Defense and shipbuilding stocks also strengthened. Hanwha Ocean jumped more than 8% after a strategic partnership with Canada's Clean Power on a large LNG facility project, fueling hopes tied to a Canadian submarine order. Still, German media reports suggesting a domestic shipbuilder is favored for that contract warrant some caution against overoptimism.

Rising defense spending across NATO and Europe, combined with demand to replenish missile stockpiles depleted by the Middle East conflict, is driving a broader wave of defense orders. With exports now accounting for roughly half of domestic defense industry sales, LIG Nex1 partnered with Germany's Rheinmetall to pursue the European market, while Hanwha Aerospace increased its stake in Korea Aerospace Industries to become its second-largest shareholder.

Economy

Kevin Warsh's First FOMC Press Conference

The Fed's rate decision is due at 3 a.m. Korea time tomorrow, followed by new Chair Kevin Warsh's first press conference at 3:30 a.m.
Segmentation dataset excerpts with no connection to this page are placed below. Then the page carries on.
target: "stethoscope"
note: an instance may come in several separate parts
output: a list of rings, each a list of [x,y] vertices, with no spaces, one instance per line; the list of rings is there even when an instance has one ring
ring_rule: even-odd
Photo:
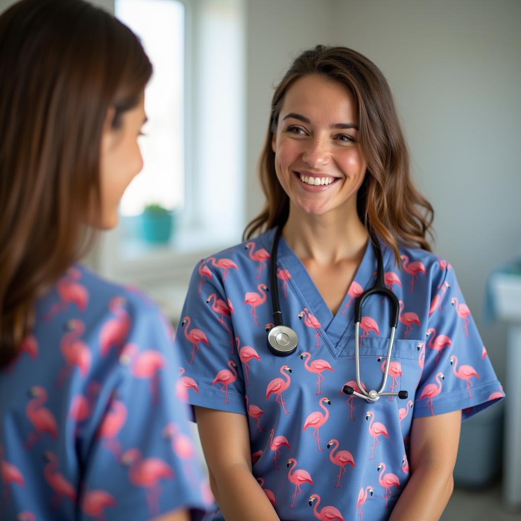
[[[268,331],[268,348],[274,355],[277,356],[288,356],[292,354],[296,350],[299,343],[299,337],[296,333],[287,326],[284,325],[282,320],[282,313],[280,311],[280,303],[279,301],[279,292],[277,281],[277,254],[279,242],[282,234],[282,227],[279,226],[275,231],[275,235],[271,245],[271,254],[270,258],[270,279],[271,288],[271,304],[273,307],[273,319],[275,325]],[[344,386],[343,392],[346,394],[352,395],[363,398],[368,402],[377,402],[382,396],[396,396],[401,400],[408,398],[406,391],[399,391],[394,392],[386,392],[384,389],[387,383],[391,355],[394,344],[394,333],[398,325],[398,316],[400,313],[400,303],[396,296],[391,290],[386,287],[383,283],[383,260],[382,251],[378,241],[375,238],[371,241],[375,252],[376,254],[378,269],[376,273],[376,281],[375,285],[366,290],[356,300],[355,305],[355,359],[356,365],[356,383],[360,392],[350,386]],[[365,390],[360,379],[360,337],[359,327],[362,321],[362,308],[366,299],[371,295],[378,293],[383,295],[391,301],[391,336],[387,346],[387,357],[386,360],[386,367],[382,381],[382,386],[379,391],[373,389],[368,392]]]

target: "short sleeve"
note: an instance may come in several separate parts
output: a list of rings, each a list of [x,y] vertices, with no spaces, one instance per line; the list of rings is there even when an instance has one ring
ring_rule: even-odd
[[[233,313],[220,274],[201,261],[192,275],[175,344],[189,403],[245,414]]]
[[[469,418],[504,396],[470,311],[447,264],[433,283],[415,417],[461,410]]]
[[[209,506],[186,404],[176,395],[178,361],[166,319],[151,303],[127,304],[131,324],[103,382],[83,461],[81,511],[142,520]],[[132,303],[132,301],[134,302]]]

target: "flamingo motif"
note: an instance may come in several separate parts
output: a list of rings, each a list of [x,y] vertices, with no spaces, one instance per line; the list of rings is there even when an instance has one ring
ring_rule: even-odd
[[[159,511],[159,480],[172,479],[173,471],[158,458],[143,459],[138,449],[129,449],[123,455],[121,463],[129,467],[130,482],[146,490],[146,501],[151,515],[157,516]]]
[[[197,272],[199,274],[200,277],[199,292],[200,296],[201,296],[201,294],[203,291],[203,284],[204,282],[204,278],[206,277],[208,280],[211,280],[214,277],[212,270],[206,265],[204,259],[201,259],[199,267],[197,268]]]
[[[456,297],[452,297],[452,300],[451,301],[451,304],[454,306],[454,309],[456,310],[456,312],[458,314],[458,316],[460,318],[463,319],[463,327],[465,328],[465,336],[466,337],[468,337],[468,325],[470,321],[470,319],[469,318],[470,316],[470,310],[468,308],[468,306],[466,304],[464,304],[463,302],[462,302],[461,304],[458,304],[458,300]]]
[[[279,268],[277,270],[277,276],[282,281],[282,291],[284,298],[288,298],[288,281],[291,278],[291,274],[287,269]]]
[[[379,443],[378,436],[383,435],[386,438],[388,438],[389,435],[387,433],[387,429],[383,424],[380,423],[379,421],[375,421],[374,425],[373,425],[373,421],[375,419],[375,413],[372,411],[368,411],[367,414],[366,415],[365,419],[366,420],[368,420],[369,418],[371,418],[371,421],[369,423],[369,433],[373,436],[373,439],[371,457],[369,458],[370,460],[374,457],[375,448]]]
[[[52,320],[59,313],[65,311],[70,304],[75,304],[80,311],[84,311],[89,303],[89,292],[86,288],[78,281],[81,278],[81,272],[76,268],[69,268],[58,281],[56,290],[60,301],[54,304],[44,317],[46,321]]]
[[[266,399],[267,400],[270,394],[275,394],[275,401],[278,402],[282,406],[282,410],[284,411],[284,414],[289,414],[290,413],[286,411],[286,404],[284,404],[284,399],[282,398],[282,393],[289,387],[290,384],[291,383],[291,379],[290,377],[290,375],[284,372],[286,371],[290,373],[293,372],[289,366],[283,365],[280,368],[280,373],[281,374],[284,375],[284,377],[286,379],[284,380],[282,378],[274,378],[268,384],[268,386],[266,387]]]
[[[360,382],[360,383],[362,384],[362,387],[364,388],[364,389],[365,390],[365,384],[363,382],[362,382],[362,381]],[[348,386],[349,387],[352,387],[353,389],[355,391],[356,391],[356,392],[359,392],[361,394],[362,394],[362,391],[361,390],[360,388],[358,387],[358,383],[356,382],[356,381],[355,380],[350,380],[349,381],[346,382],[344,384],[344,385],[342,386],[342,390],[341,391],[338,393],[339,394],[344,394],[343,388],[346,386]],[[355,398],[355,396],[354,394],[352,394],[345,401],[345,403],[349,406],[349,408],[350,408],[350,410],[351,411],[351,413],[350,414],[350,418],[352,420],[354,420],[354,419],[355,419],[354,417],[353,416],[353,411],[354,411],[354,408],[355,408],[354,405],[353,405],[353,400],[354,400]]]
[[[237,351],[239,352],[239,357],[241,359],[241,362],[244,364],[246,373],[246,386],[249,386],[250,378],[248,377],[248,375],[250,373],[250,361],[254,358],[255,360],[258,360],[260,362],[260,357],[259,356],[257,352],[249,345],[243,345],[239,349],[239,346],[240,345],[241,341],[239,340],[238,337],[235,337],[235,340],[237,343]]]
[[[272,429],[269,435],[269,448],[275,453],[273,456],[273,461],[275,464],[275,470],[278,470],[279,467],[277,466],[277,456],[280,454],[280,449],[284,446],[290,448],[290,442],[285,436],[275,436],[275,429]]]
[[[413,330],[413,324],[416,324],[418,326],[420,326],[421,324],[420,324],[419,318],[416,313],[413,313],[413,312],[402,313],[402,310],[403,309],[403,302],[400,301],[400,315],[399,316],[398,320],[402,324],[407,326],[405,329],[405,334],[403,337],[406,340],[407,336]]]
[[[220,388],[220,390],[223,391],[225,393],[225,403],[228,403],[228,386],[230,383],[233,383],[239,376],[235,370],[237,364],[233,360],[229,360],[228,365],[231,369],[231,371],[229,371],[227,369],[221,369],[215,375],[215,378],[212,382],[213,386],[215,386],[216,383],[221,383],[222,384],[222,387]]]
[[[353,280],[349,286],[349,289],[348,290],[349,300],[348,301],[347,304],[344,306],[344,308],[342,309],[341,314],[345,315],[347,313],[349,306],[351,305],[351,303],[354,301],[355,299],[357,299],[359,296],[361,296],[363,293],[364,288],[358,282]]]
[[[252,241],[246,244],[245,249],[250,250],[250,258],[252,260],[259,263],[259,271],[255,277],[255,280],[258,280],[260,278],[260,274],[262,272],[262,270],[266,267],[266,261],[271,256],[264,248],[257,250],[256,252],[254,252],[254,250],[256,245]]]
[[[439,334],[437,337],[436,330],[433,327],[430,327],[427,329],[427,338],[429,338],[429,336],[431,333],[432,335],[429,340],[428,345],[431,349],[433,349],[435,351],[438,351],[438,353],[436,355],[436,365],[437,365],[440,360],[440,355],[441,354],[441,352],[445,348],[452,345],[452,342],[451,341],[450,338],[445,334]]]
[[[251,306],[250,313],[253,319],[255,320],[255,325],[258,326],[258,320],[257,320],[257,306],[263,304],[266,302],[266,294],[265,292],[268,291],[268,287],[265,284],[259,284],[257,287],[257,289],[260,292],[260,294],[255,293],[254,291],[249,291],[244,295],[244,305],[246,304]]]
[[[315,339],[317,343],[315,345],[316,348],[320,346],[320,333],[318,332],[318,329],[322,326],[316,317],[311,314],[307,311],[307,308],[305,307],[303,311],[299,314],[299,318],[302,320],[304,317],[304,323],[308,327],[313,328],[315,331]]]
[[[290,468],[290,465],[292,465],[291,468]],[[301,487],[304,483],[309,483],[311,485],[314,485],[314,483],[311,475],[307,470],[304,470],[302,468],[297,468],[296,470],[295,470],[295,467],[296,466],[296,460],[295,458],[290,458],[288,460],[286,466],[290,469],[288,471],[288,479],[295,485],[295,492],[293,495],[293,501],[290,506],[290,508],[292,508],[295,506],[295,500],[296,499],[296,497],[302,492]]]
[[[105,508],[117,504],[114,496],[105,490],[89,490],[83,497],[81,510],[88,516],[102,519]]]
[[[64,496],[72,501],[76,501],[76,491],[74,487],[58,470],[58,462],[56,454],[47,451],[44,454],[44,458],[48,463],[44,469],[43,476],[55,494],[51,499],[53,508],[56,510],[58,508]]]
[[[319,430],[320,428],[327,421],[328,418],[329,417],[329,411],[326,408],[326,406],[324,405],[325,403],[327,403],[328,405],[331,405],[331,402],[329,398],[324,397],[324,398],[320,398],[318,401],[319,406],[326,413],[325,415],[322,414],[319,411],[315,411],[312,413],[306,418],[304,427],[302,429],[302,432],[303,432],[308,427],[313,427],[313,433],[312,436],[317,440],[318,450],[321,452],[324,449],[320,449],[320,437]]]
[[[407,255],[400,255],[400,258],[402,259],[402,269],[404,271],[412,276],[411,277],[411,290],[409,293],[412,293],[414,291],[414,283],[418,280],[418,274],[419,273],[425,274],[425,266],[423,263],[419,260],[412,262],[409,264],[409,257]]]
[[[356,510],[358,511],[358,514],[360,516],[360,521],[364,521],[364,512],[362,508],[364,507],[364,504],[367,500],[368,492],[372,497],[373,490],[373,487],[370,486],[365,488],[365,493],[363,488],[360,489],[360,490],[358,491],[358,501],[356,502]]]
[[[432,400],[436,398],[441,392],[440,378],[442,380],[445,379],[445,377],[443,376],[442,373],[439,373],[436,375],[436,381],[438,382],[438,385],[436,385],[436,383],[429,383],[428,385],[425,386],[422,390],[421,394],[420,395],[420,401],[427,399],[425,405],[430,409],[430,412],[432,413],[432,416],[434,416],[434,410],[432,408]]]
[[[325,506],[318,512],[318,505],[320,502],[320,497],[318,494],[312,494],[309,496],[309,506],[313,506],[313,502],[316,500],[313,508],[313,513],[317,519],[321,521],[344,521],[340,511],[334,506]]]
[[[108,308],[116,318],[107,320],[102,328],[100,345],[102,356],[106,357],[113,347],[122,348],[130,329],[130,317],[125,306],[127,301],[120,296],[114,297],[108,304]]]
[[[307,351],[305,351],[300,355],[301,360],[303,360],[304,358],[306,359],[305,362],[304,363],[304,366],[306,369],[309,371],[309,373],[316,373],[318,377],[318,380],[317,382],[317,385],[318,387],[318,390],[315,393],[315,394],[320,394],[320,382],[324,381],[325,379],[324,377],[322,376],[322,373],[324,371],[331,371],[333,372],[333,368],[331,366],[331,365],[326,360],[322,360],[320,358],[317,358],[316,360],[314,360],[311,364],[309,363],[309,359],[311,358],[311,353],[308,353]]]
[[[264,488],[264,479],[263,478],[257,478],[257,481],[258,481],[258,483],[260,485],[260,488],[264,491],[264,493],[266,494],[266,497],[269,500],[269,502],[273,505],[274,506],[277,506],[277,502],[275,501],[275,494],[273,493],[273,491],[270,490],[269,489]]]
[[[154,403],[159,402],[159,371],[166,366],[166,359],[159,351],[146,349],[139,352],[135,344],[127,344],[119,357],[119,363],[130,366],[132,376],[136,378],[150,380],[150,393]]]
[[[248,416],[251,418],[255,418],[257,420],[257,428],[258,429],[259,432],[264,432],[266,430],[266,429],[263,429],[260,427],[260,416],[264,414],[264,411],[257,405],[249,405],[249,401],[250,398],[247,394],[246,395],[245,398],[246,399],[246,408],[248,412]]]
[[[328,449],[330,448],[332,445],[334,445],[333,447],[333,450],[329,453],[329,460],[332,463],[338,465],[340,467],[338,473],[338,481],[334,486],[335,488],[339,488],[341,486],[340,479],[346,472],[345,470],[345,466],[346,465],[350,465],[353,468],[356,468],[356,466],[355,465],[355,461],[353,458],[353,454],[349,451],[339,451],[336,454],[334,453],[334,451],[338,449],[339,445],[340,442],[338,440],[334,439],[330,440],[327,444]]]
[[[54,415],[47,407],[42,406],[47,401],[47,391],[43,387],[36,386],[31,388],[29,395],[33,400],[27,404],[26,414],[33,424],[34,432],[28,437],[25,444],[27,449],[31,449],[45,432],[48,432],[53,440],[58,437],[57,424]]]
[[[216,260],[215,257],[209,257],[206,259],[207,262],[212,261],[212,264],[216,268],[222,270],[222,280],[226,280],[226,277],[230,273],[230,269],[239,269],[239,267],[231,259],[221,258]]]
[[[474,377],[479,378],[479,375],[477,371],[472,367],[472,365],[460,365],[460,368],[456,370],[457,366],[457,357],[455,355],[453,355],[451,357],[451,365],[452,366],[452,372],[454,373],[454,376],[462,380],[464,380],[467,384],[467,390],[468,391],[469,398],[472,398],[472,394],[470,393],[470,388],[473,383],[470,381],[470,378]]]
[[[187,325],[186,328],[184,330],[184,338],[192,344],[193,348],[192,350],[192,359],[188,363],[193,364],[195,353],[199,351],[199,344],[201,342],[203,342],[203,344],[206,344],[207,345],[209,345],[210,344],[208,341],[208,339],[206,338],[206,336],[201,329],[197,329],[196,328],[192,328],[189,331],[188,328],[190,327],[190,317],[187,316],[183,319],[183,321],[181,323],[181,327],[184,327],[184,325]]]
[[[438,286],[438,289],[441,290],[441,294],[440,294],[440,292],[439,291],[435,295],[434,298],[431,302],[430,307],[429,309],[429,317],[436,311],[437,307],[439,308],[440,311],[443,311],[443,308],[441,307],[441,301],[443,300],[443,297],[445,296],[445,293],[446,292],[447,290],[450,287],[451,285],[446,281],[445,281],[441,286]]]
[[[377,470],[380,473],[378,475],[378,482],[386,489],[385,499],[386,507],[387,507],[387,498],[391,495],[391,488],[396,487],[396,488],[400,488],[400,480],[396,474],[393,474],[390,472],[387,474],[383,474],[386,472],[386,466],[383,463],[380,463]]]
A hold is widely expected, but attention centers on his comments about the future rate path and whether balance sheet runoff will resume.

Though branded a hawk, Warsh is seen by some as closer to an advocate for shrinking the Fed's role altogether. Given his close political ties to the Trump administration and Treasury Secretary Bessent, his debut may lean toward emphasizing market autonomy rather than delivering a strong policy message.

Still, with mixed signals on whether persistent inflation and strong job gains are lasting trends, any visible disagreement among committee members could add to market uncertainty. Weakness in U.S. tech and chip stocks overnight was also read as pre-FOMC caution.

Column

Sidong's Take: JoongAng Group's Mass Rehabilitation and Workout Filings

Five affiliates under JoongAng Group, including JTBC, simultaneously filed for corporate rehabilitation, while parent company JoongAng Ilbo is separately pursuing a workout. All six group affiliates now face liquidity strain at once, with financial-sector borrowings exceeding 1.3 trillion won.

The root cause is the structural decline in profitability of legacy broadcasters amid falling ad revenue, with an exclusive World Cup and Olympics broadcasting rights deal worth roughly 700 billion won — and weak resale of those rights — acting as the direct trigger. Successive credit rating downgrades on related bonds have also raised concerns about tightening in the credit market.

The fact that brokerage reports on the group's listed affiliate remained overwhelmingly bullish until recently points to complacency in Korea's credit-rating and research system that also deserves scrutiny. That said, when covering corporate defaults or rehabilitations, it's worth remembering that the livelihoods of employees and partner companies are at stake.